Seldes shows, however, that lacking the compass of the CP line, Bernstein often doubted whether he was doing the right things. In a world “on the verge of collapse,” he told an interviewer in 1967, he no longer had “any really deep convictions,” felt that he knew “absolutely nothing,” and could not feel that he was “part of anything real.” (108-9) His optimism of the 1940s was increasingly giving way to despair.

Wanting to be loved, he was ill suited to a society and a left that were increasingly being torn apart. Seldes suggests that Bernstein’s major, late compositions, like Kaddish and Mass, while well meaning and ambitious, suffered from his uncertainties.

Tom Wolfe’s notorious 1970 article charging Bernstein with “radical chic” for hosting a fundraiser for the Black Panthers failed to note that when Bernstein said “I dig” in response to Donald Cox’s advocacy of putting “the means of production … in the hands of the people” — a sentiment that every socialist can endorse — he was in fact hovering ambiguously between a forthright “I agree” and a mere “I understand.” (115)

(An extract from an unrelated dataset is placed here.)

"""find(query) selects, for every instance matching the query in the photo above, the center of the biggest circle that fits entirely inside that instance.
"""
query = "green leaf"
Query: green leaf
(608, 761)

He fell prey to agonized speculation: If only Jack Kennedy had lived, surely he would have wanted to get the United States out of Vietnam. (109) Surely the Israeli settlements on Palestinian land were “perilous” for its “democratic character.” (157)

Much of Bernstein’s work bears abiding witness that inspiring music can also be popular and socially engaged. His tragedy was that after he largely lost his moorings in the 1950s, he never fully regained them.